STONE, Presiding Justice.

This is a replevin suit brought by the plaintiff appellee, J. L. Cottrell, the tenant, hereinafter referred to as the plaintiff, against the defendant appellant, Albert W. Gerson, his landlord, hereinafter referred to as the defendant, seeking to recover possession of certain barber shop furniture and fixtures owned by the plaintiff and allegedly wrongfully taken and detained by the defendant, and damages for their detention, or damages for their conversion. The cause was tried before the court and a jury. A verdict was returned finding the issues for the plaintiff, finding the right to possession of the property in the plaintiff, and assessing his damages for the detention thereof at $1,640. A remittitur of $540 was accepted by the plaintiff, at the court's suggestion, a motion for a new trial was denied, and from the judgment thereafter rendered for the return of the property to the plaintiff and for damages for its detention in the amount of $1,100, the defendant appeals.

The material facts are: the defendant owned the building located at 19 East Ferguson avenue, in Wood River, Illinois. By a written lease dated July 1, 1931, the defendant leased a portion of the premises to the plaintiff for the term of one year, beginning July 20, 1931 and ending July 19, 1932, to be used by the plaintiff as a barber shop. The rent was $600 for the term, payable in monthly instalments of $50 a month in advance on the 15th day of each month.
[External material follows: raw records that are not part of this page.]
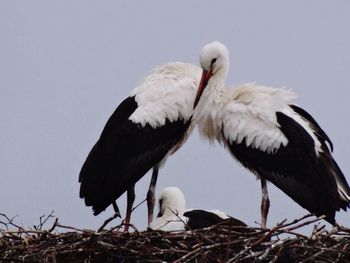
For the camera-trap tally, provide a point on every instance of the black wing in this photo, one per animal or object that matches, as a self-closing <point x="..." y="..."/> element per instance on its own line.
<point x="123" y="154"/>
<point x="309" y="179"/>
<point x="198" y="219"/>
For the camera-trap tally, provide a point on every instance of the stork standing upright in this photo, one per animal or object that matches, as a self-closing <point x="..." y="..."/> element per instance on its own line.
<point x="275" y="139"/>
<point x="148" y="126"/>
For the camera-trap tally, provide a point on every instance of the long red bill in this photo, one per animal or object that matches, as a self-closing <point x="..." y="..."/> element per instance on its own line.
<point x="202" y="85"/>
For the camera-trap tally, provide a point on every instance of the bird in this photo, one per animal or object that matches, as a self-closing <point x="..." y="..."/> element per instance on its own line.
<point x="173" y="215"/>
<point x="271" y="136"/>
<point x="149" y="125"/>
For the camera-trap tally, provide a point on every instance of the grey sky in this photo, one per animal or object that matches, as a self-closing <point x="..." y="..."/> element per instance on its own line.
<point x="66" y="65"/>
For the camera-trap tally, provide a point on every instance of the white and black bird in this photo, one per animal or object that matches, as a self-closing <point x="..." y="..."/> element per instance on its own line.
<point x="173" y="215"/>
<point x="271" y="136"/>
<point x="147" y="127"/>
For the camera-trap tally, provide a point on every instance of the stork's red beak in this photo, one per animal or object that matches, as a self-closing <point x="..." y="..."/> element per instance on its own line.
<point x="202" y="85"/>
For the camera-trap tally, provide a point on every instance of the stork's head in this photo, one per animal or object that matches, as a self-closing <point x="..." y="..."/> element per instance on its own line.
<point x="214" y="60"/>
<point x="171" y="200"/>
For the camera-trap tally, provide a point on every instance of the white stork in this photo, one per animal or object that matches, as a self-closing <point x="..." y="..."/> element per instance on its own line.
<point x="271" y="136"/>
<point x="148" y="126"/>
<point x="173" y="215"/>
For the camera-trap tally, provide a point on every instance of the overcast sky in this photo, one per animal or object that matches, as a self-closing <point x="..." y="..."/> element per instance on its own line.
<point x="66" y="65"/>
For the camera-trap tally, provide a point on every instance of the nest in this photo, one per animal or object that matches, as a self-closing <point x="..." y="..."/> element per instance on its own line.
<point x="219" y="243"/>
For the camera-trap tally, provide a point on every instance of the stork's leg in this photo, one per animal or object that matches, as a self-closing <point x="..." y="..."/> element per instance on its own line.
<point x="129" y="204"/>
<point x="151" y="193"/>
<point x="116" y="209"/>
<point x="265" y="203"/>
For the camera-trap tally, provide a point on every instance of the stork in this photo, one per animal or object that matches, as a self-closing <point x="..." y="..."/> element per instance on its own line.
<point x="173" y="215"/>
<point x="148" y="126"/>
<point x="271" y="136"/>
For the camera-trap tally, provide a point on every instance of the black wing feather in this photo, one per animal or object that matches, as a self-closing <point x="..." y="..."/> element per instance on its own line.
<point x="321" y="135"/>
<point x="123" y="154"/>
<point x="296" y="169"/>
<point x="198" y="219"/>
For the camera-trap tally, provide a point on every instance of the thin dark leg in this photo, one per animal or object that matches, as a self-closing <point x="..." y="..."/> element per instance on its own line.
<point x="129" y="204"/>
<point x="151" y="193"/>
<point x="116" y="209"/>
<point x="265" y="203"/>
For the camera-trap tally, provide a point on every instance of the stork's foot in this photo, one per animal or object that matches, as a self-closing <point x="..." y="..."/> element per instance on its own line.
<point x="265" y="203"/>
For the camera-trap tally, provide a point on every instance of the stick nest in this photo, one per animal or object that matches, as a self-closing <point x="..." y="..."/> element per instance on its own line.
<point x="219" y="243"/>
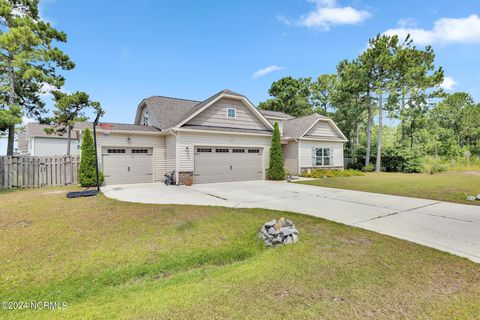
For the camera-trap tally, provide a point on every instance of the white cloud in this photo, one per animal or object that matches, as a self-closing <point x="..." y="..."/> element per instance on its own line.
<point x="448" y="83"/>
<point x="407" y="23"/>
<point x="26" y="120"/>
<point x="327" y="13"/>
<point x="262" y="72"/>
<point x="444" y="31"/>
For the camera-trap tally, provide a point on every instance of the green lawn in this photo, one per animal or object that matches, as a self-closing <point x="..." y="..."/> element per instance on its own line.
<point x="109" y="259"/>
<point x="451" y="186"/>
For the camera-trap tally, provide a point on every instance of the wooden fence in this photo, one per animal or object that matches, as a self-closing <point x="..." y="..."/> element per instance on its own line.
<point x="33" y="172"/>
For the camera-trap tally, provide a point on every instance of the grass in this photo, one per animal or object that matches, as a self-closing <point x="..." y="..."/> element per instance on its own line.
<point x="450" y="186"/>
<point x="109" y="259"/>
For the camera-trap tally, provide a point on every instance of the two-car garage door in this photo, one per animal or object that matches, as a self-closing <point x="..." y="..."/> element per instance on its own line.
<point x="223" y="164"/>
<point x="127" y="165"/>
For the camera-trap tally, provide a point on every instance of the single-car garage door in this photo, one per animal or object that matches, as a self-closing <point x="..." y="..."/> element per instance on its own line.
<point x="223" y="164"/>
<point x="127" y="165"/>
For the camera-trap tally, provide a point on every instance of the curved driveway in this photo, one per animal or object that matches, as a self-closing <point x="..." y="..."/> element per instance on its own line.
<point x="454" y="228"/>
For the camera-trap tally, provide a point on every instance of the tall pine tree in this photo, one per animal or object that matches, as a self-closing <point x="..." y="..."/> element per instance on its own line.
<point x="87" y="172"/>
<point x="276" y="170"/>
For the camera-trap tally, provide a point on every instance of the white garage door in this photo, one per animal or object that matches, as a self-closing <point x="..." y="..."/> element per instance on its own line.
<point x="127" y="165"/>
<point x="223" y="164"/>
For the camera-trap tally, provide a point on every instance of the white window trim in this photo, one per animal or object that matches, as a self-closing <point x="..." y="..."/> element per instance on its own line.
<point x="315" y="157"/>
<point x="228" y="113"/>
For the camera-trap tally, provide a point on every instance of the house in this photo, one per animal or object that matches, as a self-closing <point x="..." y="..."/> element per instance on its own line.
<point x="3" y="144"/>
<point x="223" y="138"/>
<point x="34" y="141"/>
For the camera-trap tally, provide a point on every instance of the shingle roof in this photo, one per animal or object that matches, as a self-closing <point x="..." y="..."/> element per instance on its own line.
<point x="212" y="128"/>
<point x="294" y="128"/>
<point x="276" y="114"/>
<point x="168" y="112"/>
<point x="38" y="130"/>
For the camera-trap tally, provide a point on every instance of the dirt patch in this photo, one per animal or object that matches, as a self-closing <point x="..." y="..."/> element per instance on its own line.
<point x="53" y="192"/>
<point x="354" y="240"/>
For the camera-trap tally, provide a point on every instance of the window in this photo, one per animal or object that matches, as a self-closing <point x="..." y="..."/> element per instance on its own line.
<point x="139" y="151"/>
<point x="145" y="118"/>
<point x="322" y="157"/>
<point x="116" y="151"/>
<point x="232" y="112"/>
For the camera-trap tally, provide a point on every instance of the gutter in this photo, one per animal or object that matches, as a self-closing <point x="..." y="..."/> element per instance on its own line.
<point x="177" y="153"/>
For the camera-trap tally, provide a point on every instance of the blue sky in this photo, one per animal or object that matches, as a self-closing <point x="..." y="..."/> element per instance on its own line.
<point x="128" y="50"/>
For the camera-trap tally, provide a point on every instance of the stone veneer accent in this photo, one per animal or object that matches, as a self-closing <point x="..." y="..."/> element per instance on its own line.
<point x="309" y="169"/>
<point x="185" y="177"/>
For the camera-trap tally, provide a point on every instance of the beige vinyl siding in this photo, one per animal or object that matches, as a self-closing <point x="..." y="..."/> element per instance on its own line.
<point x="290" y="157"/>
<point x="170" y="154"/>
<point x="192" y="139"/>
<point x="156" y="142"/>
<point x="305" y="150"/>
<point x="216" y="115"/>
<point x="53" y="146"/>
<point x="322" y="129"/>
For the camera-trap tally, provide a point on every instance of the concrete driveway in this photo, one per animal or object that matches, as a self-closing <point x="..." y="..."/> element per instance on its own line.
<point x="454" y="228"/>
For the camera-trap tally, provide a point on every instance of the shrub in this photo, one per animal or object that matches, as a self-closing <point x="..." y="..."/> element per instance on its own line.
<point x="438" y="167"/>
<point x="276" y="169"/>
<point x="320" y="173"/>
<point x="400" y="160"/>
<point x="86" y="174"/>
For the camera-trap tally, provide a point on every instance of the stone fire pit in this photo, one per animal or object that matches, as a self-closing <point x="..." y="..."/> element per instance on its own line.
<point x="281" y="231"/>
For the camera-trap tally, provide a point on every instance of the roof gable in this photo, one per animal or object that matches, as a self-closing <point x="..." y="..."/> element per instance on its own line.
<point x="216" y="116"/>
<point x="165" y="112"/>
<point x="274" y="114"/>
<point x="323" y="127"/>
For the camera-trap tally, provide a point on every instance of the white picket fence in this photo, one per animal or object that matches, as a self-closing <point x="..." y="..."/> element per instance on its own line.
<point x="34" y="172"/>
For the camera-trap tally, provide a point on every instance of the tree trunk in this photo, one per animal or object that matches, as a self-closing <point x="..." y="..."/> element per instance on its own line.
<point x="69" y="137"/>
<point x="369" y="129"/>
<point x="11" y="102"/>
<point x="357" y="136"/>
<point x="378" y="164"/>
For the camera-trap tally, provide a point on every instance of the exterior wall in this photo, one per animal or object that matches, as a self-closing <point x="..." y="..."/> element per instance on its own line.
<point x="170" y="154"/>
<point x="192" y="139"/>
<point x="156" y="142"/>
<point x="305" y="153"/>
<point x="3" y="145"/>
<point x="322" y="129"/>
<point x="290" y="157"/>
<point x="216" y="115"/>
<point x="52" y="146"/>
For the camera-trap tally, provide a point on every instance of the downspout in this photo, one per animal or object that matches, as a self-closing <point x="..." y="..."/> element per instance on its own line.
<point x="177" y="154"/>
<point x="32" y="149"/>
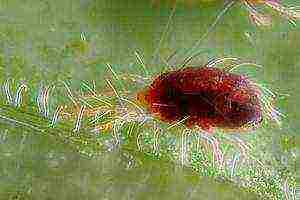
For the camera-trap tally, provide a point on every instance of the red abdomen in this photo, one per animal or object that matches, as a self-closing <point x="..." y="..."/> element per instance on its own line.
<point x="204" y="96"/>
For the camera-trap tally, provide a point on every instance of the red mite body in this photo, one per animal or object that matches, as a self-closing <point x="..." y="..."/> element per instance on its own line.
<point x="204" y="96"/>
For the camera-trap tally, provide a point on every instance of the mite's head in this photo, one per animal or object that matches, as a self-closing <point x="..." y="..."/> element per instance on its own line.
<point x="143" y="97"/>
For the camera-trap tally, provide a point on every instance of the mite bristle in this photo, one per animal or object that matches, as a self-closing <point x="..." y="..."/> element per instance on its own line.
<point x="142" y="63"/>
<point x="56" y="114"/>
<point x="184" y="147"/>
<point x="234" y="164"/>
<point x="7" y="92"/>
<point x="289" y="13"/>
<point x="256" y="17"/>
<point x="214" y="62"/>
<point x="79" y="119"/>
<point x="70" y="95"/>
<point x="18" y="97"/>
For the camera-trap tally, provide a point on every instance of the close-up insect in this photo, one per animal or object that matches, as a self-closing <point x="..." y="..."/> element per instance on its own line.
<point x="148" y="100"/>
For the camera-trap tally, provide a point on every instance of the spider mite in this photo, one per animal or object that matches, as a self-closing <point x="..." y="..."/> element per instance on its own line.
<point x="209" y="98"/>
<point x="260" y="19"/>
<point x="205" y="96"/>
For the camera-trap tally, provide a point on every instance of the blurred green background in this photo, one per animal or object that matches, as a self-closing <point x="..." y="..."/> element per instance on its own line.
<point x="46" y="41"/>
After December, 1931, the plaintiff lessee became delinquent in his rent, until at the end of the original term of the lease, he owed the defendant $300 in past due rent. On July 20, 1932, the plaintiff and his wife, Grace Ellen Cottrell, gave the defendant a judgment note, dated that day, in the amount of $300 due one day after date, and without interest. The parties evidently had in mind the delinquent rent at the time the note was given, but they differ as to whether the note was given in payment thereof or merely as further security therefor or evidence thereof.

At or about the time the original term of the lease expired, in July, 1932, the parties had considerable discussion as to the future occupancy of the premises. The plaintiff evidently could not, if he was to continue in possession, pay for the future the same rent as provided by the written lease--$50 per month--and the parties finally agreed upon a rental of $35 per month, payable in advance. Whether the understanding was that the continued occupancy by the plaintiff at that rent should be on a month to month tenancy basis, or for another term of a year as upon a holding over, upon the same terms as provided in the original lease, except as modified by the reduction in the rent, is also a disputed question--the plaintiff claiming that the lease was terminated and the arrangement for the future was upon a month to month tenancy basis, and the defendant claiming that the plaintiff was to continue in possession under the original lease, for another year, except as to the change in the amount of the rent.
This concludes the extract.